Le document actif de l’Initiative, version modifiée lors du sommet arabe de Beyrouth, « refroidit » Israël par l’ajout d’une obligation, inconditionnelle, de retour des réfugiés palestiniens, qui impliquerait pour Israël un brusque déséquilibre démographique. La question du partage de Jérusalem reste épineuse, mais  – peut-être plus que tout – Israël semble ne pas être encore convaincu de la sincérité de l’offre qu’elle perçoit plus comme un geste de l’Arabie Saoudite à destination des États-Unis juste après les attentats de septembre 2001 qu’un pas vers Israël.

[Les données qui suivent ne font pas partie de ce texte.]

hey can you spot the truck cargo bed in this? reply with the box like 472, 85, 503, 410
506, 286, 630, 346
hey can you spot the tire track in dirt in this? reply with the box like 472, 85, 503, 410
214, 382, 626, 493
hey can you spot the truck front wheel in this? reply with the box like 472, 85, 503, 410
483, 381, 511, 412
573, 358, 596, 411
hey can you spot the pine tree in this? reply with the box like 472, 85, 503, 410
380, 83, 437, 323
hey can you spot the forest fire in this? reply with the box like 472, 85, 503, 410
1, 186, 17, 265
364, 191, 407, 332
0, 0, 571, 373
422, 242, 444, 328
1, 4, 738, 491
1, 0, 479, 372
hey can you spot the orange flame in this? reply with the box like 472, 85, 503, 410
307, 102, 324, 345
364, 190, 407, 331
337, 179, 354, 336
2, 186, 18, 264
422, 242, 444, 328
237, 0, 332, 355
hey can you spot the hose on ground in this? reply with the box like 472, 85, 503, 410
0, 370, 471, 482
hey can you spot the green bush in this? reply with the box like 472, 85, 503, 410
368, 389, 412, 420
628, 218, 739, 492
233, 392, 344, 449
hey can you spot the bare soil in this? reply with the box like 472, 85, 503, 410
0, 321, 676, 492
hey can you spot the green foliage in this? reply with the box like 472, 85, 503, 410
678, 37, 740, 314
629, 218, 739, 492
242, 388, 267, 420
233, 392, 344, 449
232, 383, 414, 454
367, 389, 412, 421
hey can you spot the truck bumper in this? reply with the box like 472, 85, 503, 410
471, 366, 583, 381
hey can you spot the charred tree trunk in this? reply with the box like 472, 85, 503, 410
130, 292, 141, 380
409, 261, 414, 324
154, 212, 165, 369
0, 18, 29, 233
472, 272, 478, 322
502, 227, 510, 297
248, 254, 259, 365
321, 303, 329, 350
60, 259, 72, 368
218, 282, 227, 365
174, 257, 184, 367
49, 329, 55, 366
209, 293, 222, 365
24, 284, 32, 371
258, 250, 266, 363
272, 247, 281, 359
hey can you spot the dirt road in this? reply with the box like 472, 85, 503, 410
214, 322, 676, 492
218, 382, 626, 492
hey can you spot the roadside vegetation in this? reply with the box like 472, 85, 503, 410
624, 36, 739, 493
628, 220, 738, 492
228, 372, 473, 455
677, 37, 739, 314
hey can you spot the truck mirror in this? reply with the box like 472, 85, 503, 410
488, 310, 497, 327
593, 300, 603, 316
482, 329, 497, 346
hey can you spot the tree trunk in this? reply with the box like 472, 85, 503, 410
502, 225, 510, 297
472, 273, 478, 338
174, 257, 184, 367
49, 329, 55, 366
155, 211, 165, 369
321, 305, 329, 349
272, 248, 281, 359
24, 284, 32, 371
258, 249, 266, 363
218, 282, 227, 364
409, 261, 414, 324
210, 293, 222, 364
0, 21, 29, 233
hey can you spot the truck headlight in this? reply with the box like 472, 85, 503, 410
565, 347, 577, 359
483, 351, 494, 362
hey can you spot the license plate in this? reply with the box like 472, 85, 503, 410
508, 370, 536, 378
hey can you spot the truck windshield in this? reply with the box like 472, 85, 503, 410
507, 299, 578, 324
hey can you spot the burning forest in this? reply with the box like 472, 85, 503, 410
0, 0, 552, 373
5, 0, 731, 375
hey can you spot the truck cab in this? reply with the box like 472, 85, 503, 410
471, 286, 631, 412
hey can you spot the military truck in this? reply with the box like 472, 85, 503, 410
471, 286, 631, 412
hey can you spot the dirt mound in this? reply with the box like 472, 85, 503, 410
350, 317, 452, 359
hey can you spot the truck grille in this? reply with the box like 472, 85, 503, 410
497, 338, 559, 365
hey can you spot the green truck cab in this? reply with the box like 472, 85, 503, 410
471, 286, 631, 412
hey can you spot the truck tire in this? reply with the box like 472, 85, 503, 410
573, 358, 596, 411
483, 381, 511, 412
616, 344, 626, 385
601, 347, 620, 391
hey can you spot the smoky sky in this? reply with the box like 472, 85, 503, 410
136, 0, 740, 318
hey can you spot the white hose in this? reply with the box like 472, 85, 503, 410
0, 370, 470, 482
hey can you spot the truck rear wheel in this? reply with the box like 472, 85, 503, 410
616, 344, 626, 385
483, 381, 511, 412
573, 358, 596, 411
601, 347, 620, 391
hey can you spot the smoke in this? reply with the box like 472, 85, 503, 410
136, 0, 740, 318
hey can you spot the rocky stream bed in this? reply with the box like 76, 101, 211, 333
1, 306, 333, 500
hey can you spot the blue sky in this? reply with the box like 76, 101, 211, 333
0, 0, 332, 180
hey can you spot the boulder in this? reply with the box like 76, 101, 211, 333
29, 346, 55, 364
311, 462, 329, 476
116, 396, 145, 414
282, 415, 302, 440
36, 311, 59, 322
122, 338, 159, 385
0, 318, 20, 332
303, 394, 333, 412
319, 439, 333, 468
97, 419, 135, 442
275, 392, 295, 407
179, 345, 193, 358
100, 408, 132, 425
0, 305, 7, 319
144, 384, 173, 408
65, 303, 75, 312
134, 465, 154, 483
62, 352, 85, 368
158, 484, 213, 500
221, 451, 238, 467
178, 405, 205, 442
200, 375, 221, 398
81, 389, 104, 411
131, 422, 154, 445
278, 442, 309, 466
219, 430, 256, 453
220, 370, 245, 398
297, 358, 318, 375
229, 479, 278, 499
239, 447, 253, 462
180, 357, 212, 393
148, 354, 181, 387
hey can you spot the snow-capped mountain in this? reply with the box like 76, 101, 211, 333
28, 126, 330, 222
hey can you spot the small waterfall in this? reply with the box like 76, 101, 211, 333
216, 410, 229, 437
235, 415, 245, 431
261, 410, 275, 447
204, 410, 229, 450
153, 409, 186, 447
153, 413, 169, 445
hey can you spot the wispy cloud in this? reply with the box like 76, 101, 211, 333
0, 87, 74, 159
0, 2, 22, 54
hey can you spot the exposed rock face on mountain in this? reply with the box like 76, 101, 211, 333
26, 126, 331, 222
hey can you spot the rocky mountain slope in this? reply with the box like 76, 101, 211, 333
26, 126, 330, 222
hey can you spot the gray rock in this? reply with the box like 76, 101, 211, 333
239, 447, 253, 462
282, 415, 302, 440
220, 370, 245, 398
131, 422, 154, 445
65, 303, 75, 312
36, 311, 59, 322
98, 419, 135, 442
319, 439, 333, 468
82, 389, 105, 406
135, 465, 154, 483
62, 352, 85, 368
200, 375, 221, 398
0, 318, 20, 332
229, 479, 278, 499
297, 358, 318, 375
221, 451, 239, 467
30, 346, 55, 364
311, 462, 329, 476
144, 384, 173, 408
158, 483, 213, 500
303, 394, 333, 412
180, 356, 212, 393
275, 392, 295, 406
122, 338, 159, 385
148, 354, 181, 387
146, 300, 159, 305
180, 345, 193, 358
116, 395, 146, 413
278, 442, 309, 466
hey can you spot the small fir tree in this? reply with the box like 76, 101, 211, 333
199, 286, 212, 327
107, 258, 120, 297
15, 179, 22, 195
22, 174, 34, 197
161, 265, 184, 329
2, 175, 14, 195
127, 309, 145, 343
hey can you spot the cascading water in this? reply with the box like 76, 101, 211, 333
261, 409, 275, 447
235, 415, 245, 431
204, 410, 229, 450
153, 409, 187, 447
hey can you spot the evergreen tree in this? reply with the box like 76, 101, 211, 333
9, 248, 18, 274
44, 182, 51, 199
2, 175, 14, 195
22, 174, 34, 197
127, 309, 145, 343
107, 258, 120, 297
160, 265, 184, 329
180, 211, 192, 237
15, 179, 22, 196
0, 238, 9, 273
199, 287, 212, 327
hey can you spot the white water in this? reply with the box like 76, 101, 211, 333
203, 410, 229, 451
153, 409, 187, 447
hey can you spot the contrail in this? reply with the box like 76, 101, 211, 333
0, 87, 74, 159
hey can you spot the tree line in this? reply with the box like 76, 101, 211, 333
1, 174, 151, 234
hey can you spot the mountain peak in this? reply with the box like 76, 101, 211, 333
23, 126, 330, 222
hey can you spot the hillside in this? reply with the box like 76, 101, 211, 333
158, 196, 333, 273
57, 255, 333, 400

L’Initiative a été ravivée lors du sommet arabe de Ryad en 2007 et surtout à Annapolis à l’automne 2007, où elle a servi de fil conducteur aux discussions qui ont rassemblé le monde arabe jusqu’à la Syrie et l’Arabie Saoudite et qui doivent mener à la constitution d’un État palestinien début 2009, avec les frontières de 1967.

L’AGENDA DU SOMMET ARABE

Le sommet arabe de Damas, durant lequel le blocage des institutions au Liban devrait être un des points de discussion majeur, commence sur une controverse : La Syrie, largement considérée comme responsable de l’impasse politique au Liban, est-elle bien légitime à organiser ce sommet?

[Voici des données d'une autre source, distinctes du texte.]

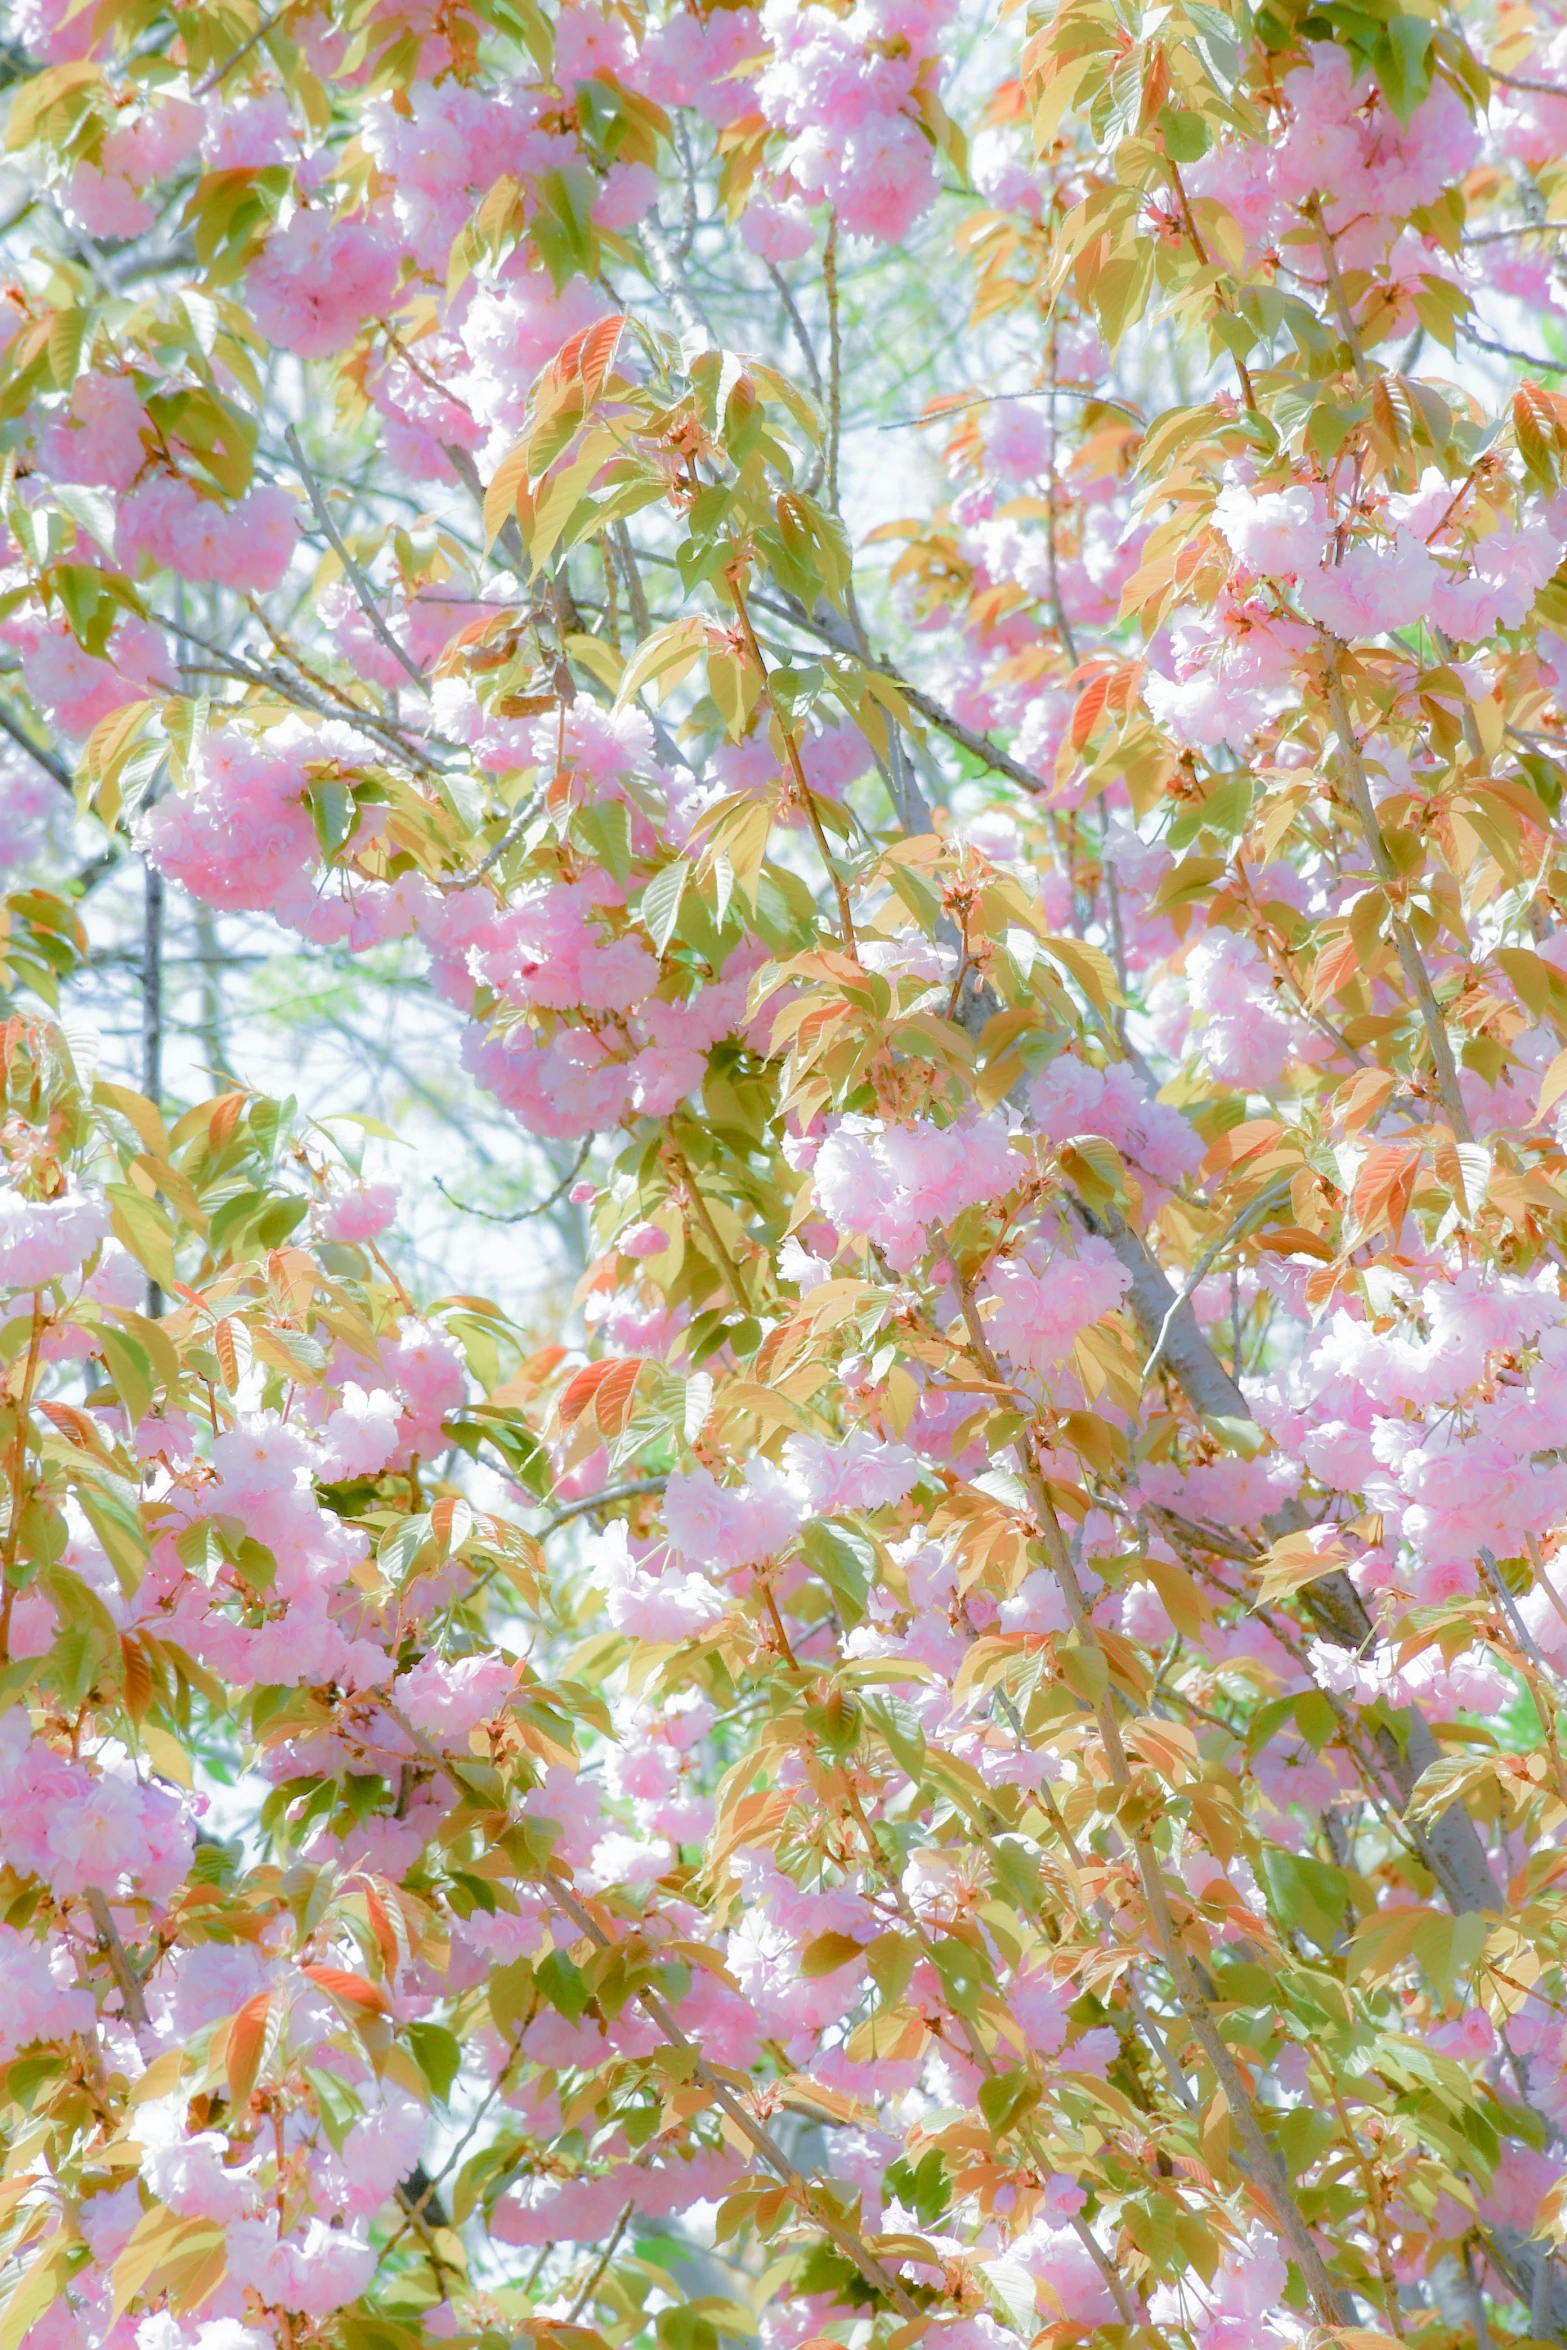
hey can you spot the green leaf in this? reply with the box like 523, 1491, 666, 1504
657, 2311, 718, 2350
405, 2019, 461, 2102
143, 387, 256, 499
95, 1325, 153, 1425
978, 2068, 1042, 2140
77, 1484, 146, 1592
1376, 13, 1434, 123
106, 1185, 177, 1290
1, 2235, 72, 2350
799, 1518, 875, 1627
488, 1956, 535, 2038
931, 1934, 989, 2019
979, 2254, 1038, 2336
1257, 1850, 1353, 1952
866, 1692, 927, 1783
534, 1948, 590, 2022
799, 1931, 863, 1978
641, 857, 690, 954
1057, 1637, 1108, 1706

La Syrie, après les menaces de boycott de capitales arabes comme Ryad, a finalement invité le Premier ministre libanais Fouad Siniora, membre de la majorité anti-syrienne.

La même semaine, les États-Unis ont appelé les pays arabes à « réfléchir » avant de participer à ce sommet hébergé par la Syrie.

Depuis fin novembre 2007, le Liban n’a plus de président du fait de l’opposition entre une majorité parlementaire soutenue par États-Unis et Arabie Saoudite, et une opposition proche de la Syrie et du groupe terroriste Hezbollah.

Pour le quotidien L’Orient-Le jour, «le sommet arabe n’est plus qu’une rencontre parmi d’autres, qu’une simple échéance du calendrier de la Ligue qui n’a pu en profiter pour astreindre la Syrie à faciliter l’élection d’un chef d’État.»

Dès lors, considère le journal, le sommet en tant que tel n’a guère plus d’intérêt pour le Liban. Et c’est désormais la période de l’après-29 mars qui est entrée en ligne de mire des protagonistes locaux. Un remaniement ministériel – sans accepter la démission de ministres proches de la Syrie – est évoqué pour faciliter l’élection d’un chef d’État.